1. If the DTS-CD is in iso or bin image form: try to rip it to wav (and a cue file).
2. Example: 'XXXXXXX'. That's one .wav file with a .cue file.

3. Convert it to "real DTS wav" by cutting out empty spaces or something like that... Use the Windos/DOS program BeSplit.exe:  `
wine ./BeSplit.exe -core\( -input RW-ATD-DTS.wav -prefix fixed -type dtswav -fix \)
`The backslashes are escape characters.
4. You'll end up w/ a file called 'fixed01.dtswav' that can be played by Kodi.

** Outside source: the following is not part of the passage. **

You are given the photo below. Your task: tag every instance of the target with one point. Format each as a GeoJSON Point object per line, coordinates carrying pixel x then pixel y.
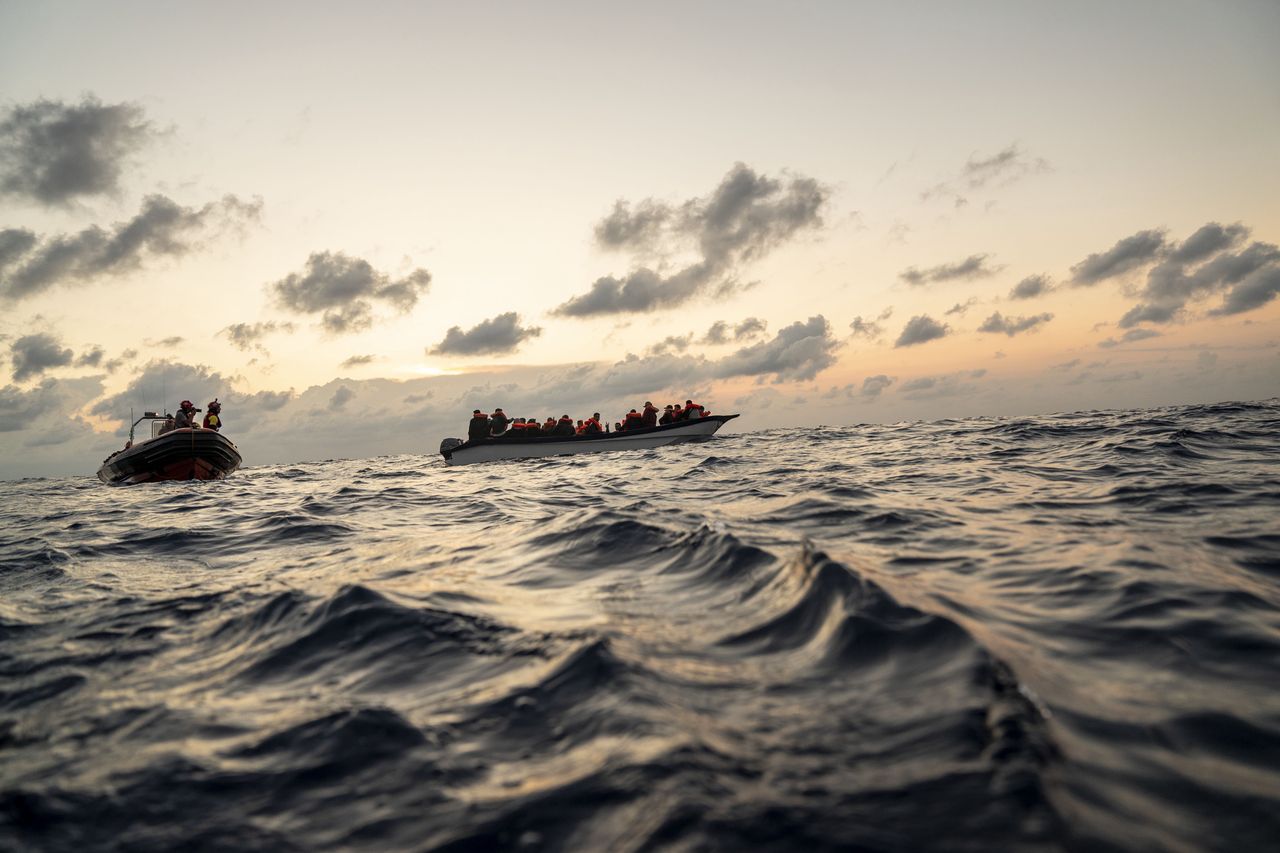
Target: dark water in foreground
{"type": "Point", "coordinates": [1034, 633]}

5. One might convert this file even further. But that will probably result in quality loss because both DTS and AC3 are lossy compression formats. To convert the fixed dtswav to Dolby Digital AC3 5.1 do:`
  dcadec -o wavall fixed01.dtswav | aften - fixed01.ac3
` 
6. Kodi wants the extension .wav for the DTS file and .ac3 for the AC3 one.  

7. I'd like to know how to convert this AC3 file to a DVD (i.e. make it into an MPEG2 file w/ chapters as the tracks).

The original Raspberry Pi B is too slow to transcode to multi channel AC3, yes. But the Raspberry Pi 2 is apparently more than fast enough to do this well. Maybe time for an upgrade ? :wink:

After using a Raspbery Pi 2 since they came out I can barely stand to go back to my Pi 1’s and they mostly sit on the shelf except when being used for OSMC testing…the difference in performance is that much.

Well this was annoying… So i thought i would give the convertor another go with tbis config edit… Firstly i had troubles gettin a signal from tv… TV reset fixed that. Then after reset i couldn’t get CEC working on my panny remote. So i downloaded Kore. Then after a restart i couldn’t. Get the Pi to connect back to the the wired network. I gave up after that. What a drama. Tomorrow i will revet it all back, try putting the command line in THEN switch to the converter.

Could it be i am asking to much on my Pi B? I am using micro usb carger into tv for power. Class 10 sd card. Although everything is fine when i run without the convertor. Just no 5.1 audio.

Maybe its a power issue, maybe the HDMI to digital audio converter is not as good as you’d like it to be. I bought an external [USB sound card] (http://www.dx.com/p/c-media-cm106-usb-2-0-external-sound-card-box-with-7-1-speaker-spdif-optical-output-15746#.Vb4LuN93NYg) to pass thru dig. audio when I didn’t have my new TV yet (my new TV passes tru dig. audio, but no DTS apparently). It did not work properly. Stuttering audio etc.